Evidentemente, la mayoría de los casos de rinoplastia son excelentes y la satisfacción de la persona es muy alta al ver que la mejoría estética y la armonización de su cara se ha conseguido perfectamente. El principal objetico de la rinoplastia no es cambiar la cara del /la paciente, sino que el principal defecto que tenía pase inadvertido y mejore la armonía general de su rostro.

POSIBLES RIESGOS

La rinoplastia, como toda intervención quirúrgica, comporta la aceptación de unos riesgos o posibles complicaciones.
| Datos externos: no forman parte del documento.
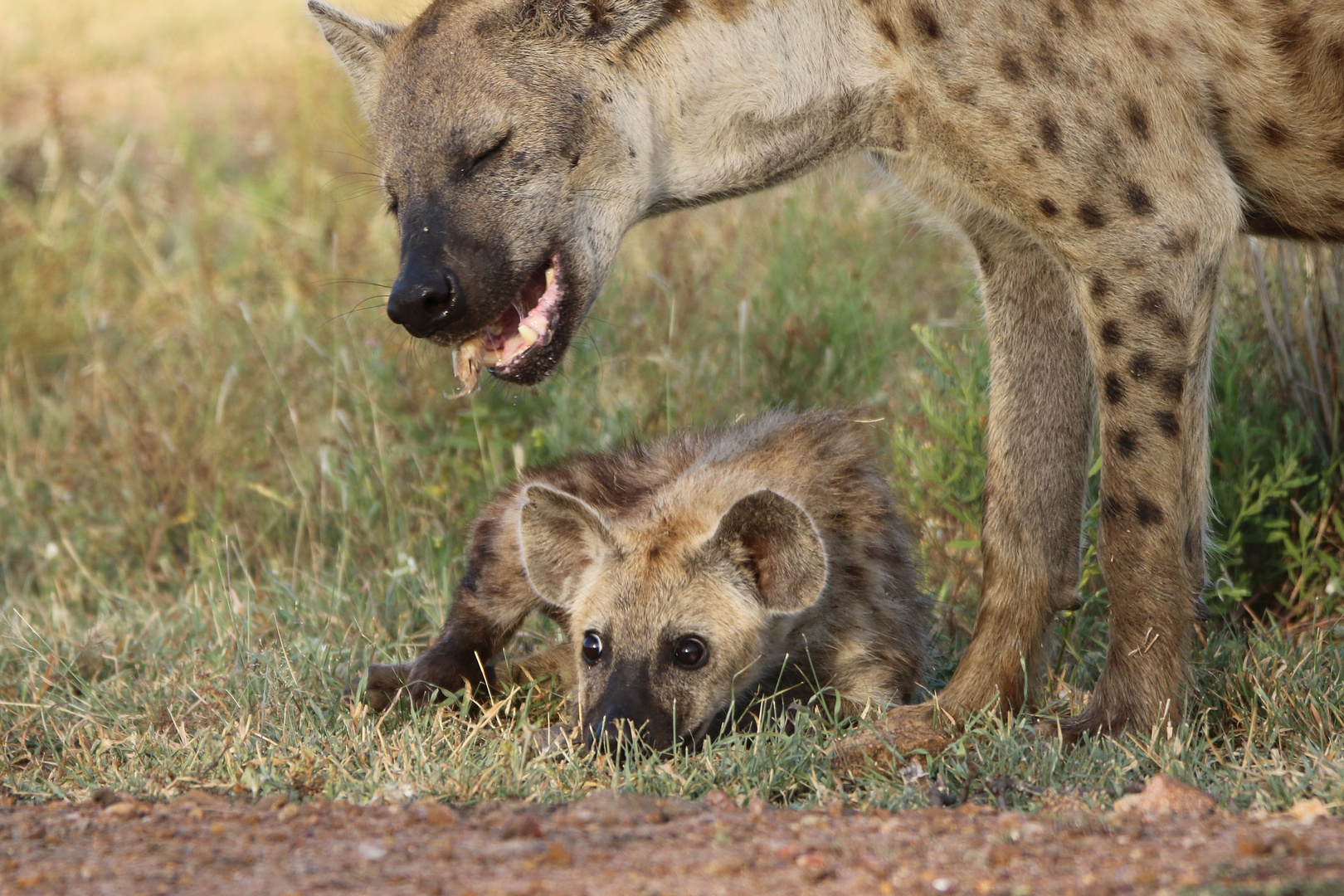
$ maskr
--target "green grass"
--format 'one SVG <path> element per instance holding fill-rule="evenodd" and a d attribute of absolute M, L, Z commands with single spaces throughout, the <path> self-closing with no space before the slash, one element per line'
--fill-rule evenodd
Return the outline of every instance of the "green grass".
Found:
<path fill-rule="evenodd" d="M 144 5 L 199 26 L 145 47 L 226 27 L 200 26 L 204 3 Z M 339 695 L 437 631 L 466 528 L 519 462 L 780 406 L 880 418 L 939 599 L 930 684 L 945 680 L 978 599 L 986 377 L 954 243 L 862 164 L 677 214 L 632 234 L 559 376 L 454 400 L 445 355 L 379 306 L 395 228 L 355 173 L 363 129 L 309 26 L 266 19 L 255 58 L 175 44 L 137 60 L 94 39 L 94 9 L 50 64 L 0 52 L 0 790 L 927 803 L 910 768 L 837 780 L 824 751 L 843 729 L 823 705 L 793 728 L 755 708 L 692 755 L 535 760 L 521 735 L 556 717 L 554 696 L 375 717 Z M 1329 259 L 1310 261 L 1266 258 L 1286 330 L 1329 296 Z M 1189 721 L 1062 750 L 1030 719 L 981 720 L 923 763 L 948 791 L 1106 805 L 1167 770 L 1228 805 L 1344 806 L 1339 414 L 1304 398 L 1308 368 L 1281 375 L 1258 290 L 1243 253 L 1223 297 L 1216 618 Z M 1077 708 L 1103 656 L 1091 560 L 1083 592 L 1046 712 Z M 538 622 L 519 649 L 554 637 Z"/>

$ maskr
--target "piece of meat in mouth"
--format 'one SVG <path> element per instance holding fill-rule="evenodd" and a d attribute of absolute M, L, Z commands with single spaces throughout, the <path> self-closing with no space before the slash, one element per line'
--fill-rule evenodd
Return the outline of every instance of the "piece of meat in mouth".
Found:
<path fill-rule="evenodd" d="M 462 383 L 458 395 L 480 388 L 482 369 L 508 372 L 528 352 L 550 344 L 563 296 L 564 270 L 559 255 L 551 255 L 527 278 L 499 320 L 453 352 L 453 372 Z"/>

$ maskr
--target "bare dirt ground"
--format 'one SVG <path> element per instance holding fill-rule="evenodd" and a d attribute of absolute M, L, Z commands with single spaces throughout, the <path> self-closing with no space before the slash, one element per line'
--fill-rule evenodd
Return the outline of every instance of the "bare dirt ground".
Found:
<path fill-rule="evenodd" d="M 1344 819 L 1199 806 L 1023 815 L 742 809 L 719 791 L 460 809 L 101 797 L 0 809 L 0 893 L 1344 893 Z"/>

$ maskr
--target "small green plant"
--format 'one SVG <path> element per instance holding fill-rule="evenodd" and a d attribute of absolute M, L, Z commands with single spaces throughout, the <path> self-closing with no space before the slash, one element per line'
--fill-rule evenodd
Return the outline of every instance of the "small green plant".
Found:
<path fill-rule="evenodd" d="M 941 600 L 930 685 L 946 678 L 980 596 L 988 386 L 961 250 L 866 189 L 862 165 L 669 215 L 628 238 L 546 388 L 453 399 L 445 356 L 383 317 L 395 226 L 297 7 L 254 9 L 234 40 L 198 0 L 142 3 L 133 21 L 91 0 L 43 8 L 81 27 L 15 34 L 87 38 L 55 70 L 42 40 L 0 54 L 0 795 L 614 786 L 903 807 L 927 805 L 931 780 L 1031 809 L 1105 805 L 1165 768 L 1241 806 L 1344 805 L 1337 250 L 1275 244 L 1230 269 L 1219 618 L 1171 737 L 1064 750 L 1027 736 L 1034 719 L 985 719 L 935 759 L 853 782 L 825 750 L 866 721 L 762 704 L 699 752 L 535 759 L 526 735 L 560 717 L 554 695 L 384 716 L 340 695 L 434 635 L 470 521 L 517 469 L 765 407 L 872 420 Z M 132 56 L 94 46 L 113 19 L 138 30 Z M 140 102 L 145 83 L 164 110 Z M 1270 324 L 1314 353 L 1284 367 Z M 1091 557 L 1083 591 L 1047 715 L 1077 708 L 1102 657 Z M 538 619 L 511 649 L 556 637 Z"/>

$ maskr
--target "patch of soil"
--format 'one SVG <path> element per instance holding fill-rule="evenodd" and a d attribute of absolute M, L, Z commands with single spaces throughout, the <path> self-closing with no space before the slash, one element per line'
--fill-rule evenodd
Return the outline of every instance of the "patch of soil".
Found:
<path fill-rule="evenodd" d="M 116 799 L 0 809 L 0 893 L 1344 893 L 1341 818 Z"/>

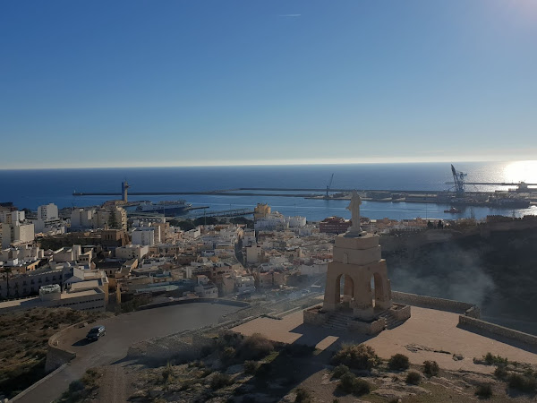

Si bien dichas complicaciones son poco habituales, el paciente de rinoplastia debe conocer cuáles son, entenderlas completamente y asumirlas mediante la firma del Consentimiento Informado, documento escrito elaborado por el médico en el que se da una explicación de la intervención que se le va a practicar y de los riesgos que se pueden presentar a consecuencia de dicha intervención.

Los riesgos de la rinoplastia no difieren en exceso del resto de las intervenciones quirúrgicas: sangrado, infección, cicatrización anómala, problemas anestésicos.

A éstos se añaden los riesgos derivados de dicha cirugía en concreto: resultado estético insatisfactorio, leves asimetrías, dismorfia, resaltes cartilaginosos, cambios en la función respiratoria (dificultad en el paso del aire), cicatrices inestéticas, etc.

En cirugía estética, se debe tener en cuenta que se remodela una nariz ya existente y no se trata de hacer una nariz “a la carta”. En los casos en que el resultado no es el esperado, que pueden varias entre un 5 o 10%, se puede realizar algún pequeño retoque consiguiendo que los resultados sean definitivamente satisfactorios.


∨ PREGUNTAS BÁSICAS

¿Qué resultados concretos se pueden conseguir con la Rinoplastia?

Con la Rinoplastia se puede:

-reducir el tamaño global de la nariz
-cambiar el ángulo entre la nariz y el labio superior
-eliminar un abultamiento -cambiar la forma del puente o la punta
-estrechar la anchura de las fosas nasales
-también puede aliviar algunos problemas de respiración.

¿Después de la intervención, ¿cuando se empiezan a ver los resultados?

Se notará la diferencia de manera inmediata pero debido a la hinchazón no se podrán apreciar los resultados reales. Al cabo de una semana la hinchazón empezará a bajar y al cabo de 2 ó 3 semanas habrá desaparecido en un 80%.